L'affaire sur laquelle elle enquêtait était sépulcrale. Comment avait-on pu faire cette horreur ? Dans quel but ? Qui ?

Le lendemain, elle alla se promener. Devant ce fatras d'articles, de procès, d'invectives de tous bords, de multiples crimes à la bombe depuis 1969, la vérité ne pouvait jaillir sur la seule base des faits connus. Ils étaient si parcellaires. Elle devait plutôt réfléchir à la méthode utilisée par les assassins et la rattacher aux événements historiques similaires.

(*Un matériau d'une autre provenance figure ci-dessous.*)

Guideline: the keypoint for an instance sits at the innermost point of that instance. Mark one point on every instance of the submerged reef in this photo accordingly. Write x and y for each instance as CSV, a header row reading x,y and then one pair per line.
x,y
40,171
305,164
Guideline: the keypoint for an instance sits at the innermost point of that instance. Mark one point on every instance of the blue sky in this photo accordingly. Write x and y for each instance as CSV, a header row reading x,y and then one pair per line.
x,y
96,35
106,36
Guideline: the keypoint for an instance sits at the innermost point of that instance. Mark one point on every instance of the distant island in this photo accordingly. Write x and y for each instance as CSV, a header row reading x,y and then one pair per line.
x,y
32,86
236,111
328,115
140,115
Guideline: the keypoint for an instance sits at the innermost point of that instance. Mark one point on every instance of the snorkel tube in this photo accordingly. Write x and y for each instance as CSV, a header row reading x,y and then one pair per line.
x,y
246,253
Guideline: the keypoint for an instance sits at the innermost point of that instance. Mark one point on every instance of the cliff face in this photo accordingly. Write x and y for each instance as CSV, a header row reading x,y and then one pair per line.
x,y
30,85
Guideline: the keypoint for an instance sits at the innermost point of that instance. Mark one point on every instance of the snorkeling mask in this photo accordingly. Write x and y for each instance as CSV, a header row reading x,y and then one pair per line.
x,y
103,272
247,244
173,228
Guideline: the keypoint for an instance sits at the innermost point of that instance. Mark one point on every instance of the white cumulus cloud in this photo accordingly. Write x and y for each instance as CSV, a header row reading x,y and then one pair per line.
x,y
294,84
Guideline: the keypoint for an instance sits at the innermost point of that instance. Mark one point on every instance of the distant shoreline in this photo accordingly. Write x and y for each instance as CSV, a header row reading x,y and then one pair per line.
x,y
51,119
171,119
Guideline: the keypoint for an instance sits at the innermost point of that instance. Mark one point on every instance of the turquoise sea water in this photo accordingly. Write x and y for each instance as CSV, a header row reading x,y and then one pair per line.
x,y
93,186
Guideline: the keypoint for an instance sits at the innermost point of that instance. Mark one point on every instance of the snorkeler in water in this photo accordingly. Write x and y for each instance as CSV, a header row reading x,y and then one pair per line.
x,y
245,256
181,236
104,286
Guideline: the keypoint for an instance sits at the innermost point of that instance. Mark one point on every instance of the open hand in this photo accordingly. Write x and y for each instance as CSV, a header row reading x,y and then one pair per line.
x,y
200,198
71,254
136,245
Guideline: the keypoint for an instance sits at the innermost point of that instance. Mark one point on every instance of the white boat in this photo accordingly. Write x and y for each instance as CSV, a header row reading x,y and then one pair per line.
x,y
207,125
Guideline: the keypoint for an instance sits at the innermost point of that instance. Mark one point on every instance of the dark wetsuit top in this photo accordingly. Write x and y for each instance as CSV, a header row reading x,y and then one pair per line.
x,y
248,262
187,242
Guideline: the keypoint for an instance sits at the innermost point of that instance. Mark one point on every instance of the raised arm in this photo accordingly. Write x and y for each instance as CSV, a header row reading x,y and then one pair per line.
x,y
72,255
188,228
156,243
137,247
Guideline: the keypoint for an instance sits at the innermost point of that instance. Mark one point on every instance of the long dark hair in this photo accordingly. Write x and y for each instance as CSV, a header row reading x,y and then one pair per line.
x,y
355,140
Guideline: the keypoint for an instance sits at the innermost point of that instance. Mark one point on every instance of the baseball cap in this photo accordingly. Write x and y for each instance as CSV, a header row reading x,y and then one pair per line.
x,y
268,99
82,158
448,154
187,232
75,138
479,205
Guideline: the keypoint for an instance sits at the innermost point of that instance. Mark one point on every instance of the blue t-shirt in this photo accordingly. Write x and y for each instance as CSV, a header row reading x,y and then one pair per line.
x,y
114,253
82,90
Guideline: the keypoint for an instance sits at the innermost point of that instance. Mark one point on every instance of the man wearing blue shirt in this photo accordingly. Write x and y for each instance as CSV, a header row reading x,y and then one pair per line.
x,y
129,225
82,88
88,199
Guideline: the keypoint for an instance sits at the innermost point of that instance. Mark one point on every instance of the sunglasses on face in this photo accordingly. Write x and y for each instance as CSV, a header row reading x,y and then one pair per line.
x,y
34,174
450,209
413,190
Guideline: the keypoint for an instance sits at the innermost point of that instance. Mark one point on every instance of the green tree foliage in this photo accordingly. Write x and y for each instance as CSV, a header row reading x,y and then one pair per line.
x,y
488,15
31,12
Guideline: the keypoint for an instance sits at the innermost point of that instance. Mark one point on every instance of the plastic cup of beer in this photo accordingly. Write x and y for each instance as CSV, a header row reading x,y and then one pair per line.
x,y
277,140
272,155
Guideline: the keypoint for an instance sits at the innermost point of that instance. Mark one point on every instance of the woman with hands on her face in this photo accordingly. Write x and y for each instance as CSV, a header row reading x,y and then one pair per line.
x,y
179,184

La vague de meurtres à l'explosif avait commencé le 12 décembre 1969. La déflagration à la Banca Nazionale dell'Agricoltura, sur la Piazza Fontana à Milan, avait fait 17 morts et 88 blessés. Ce jour-là, quatre attentats identiques s'étaient produits à Milan et Rome. C'était clairement lié. La capitale économique et la capitale politique.

Alessa se remémora l'incendie du Reichstag en 1933, ordonné par Hitler et collé aux communistes, afin d'instaurer sa dictature. Les attentats du 12 décembre 1969 contre des cibles « capitalistes » étaient aussi sous faux drapeau. Pour qu'on les attribue à l'extrême gauche. C'était partout la méthode des nazillons : exploiter les peurs, ou à défaut, les créer. Le réflexe sécuritaire de la population appelait ensuite à la loi & l'ordre fasciste.

Les ingrédients y étaient en 1969 : arrestations en masse de gauchistes, défenestrage d'un anarchiste suspect interrogé par la police. Soi-disant un suicide. Les morts avouent et se taisent.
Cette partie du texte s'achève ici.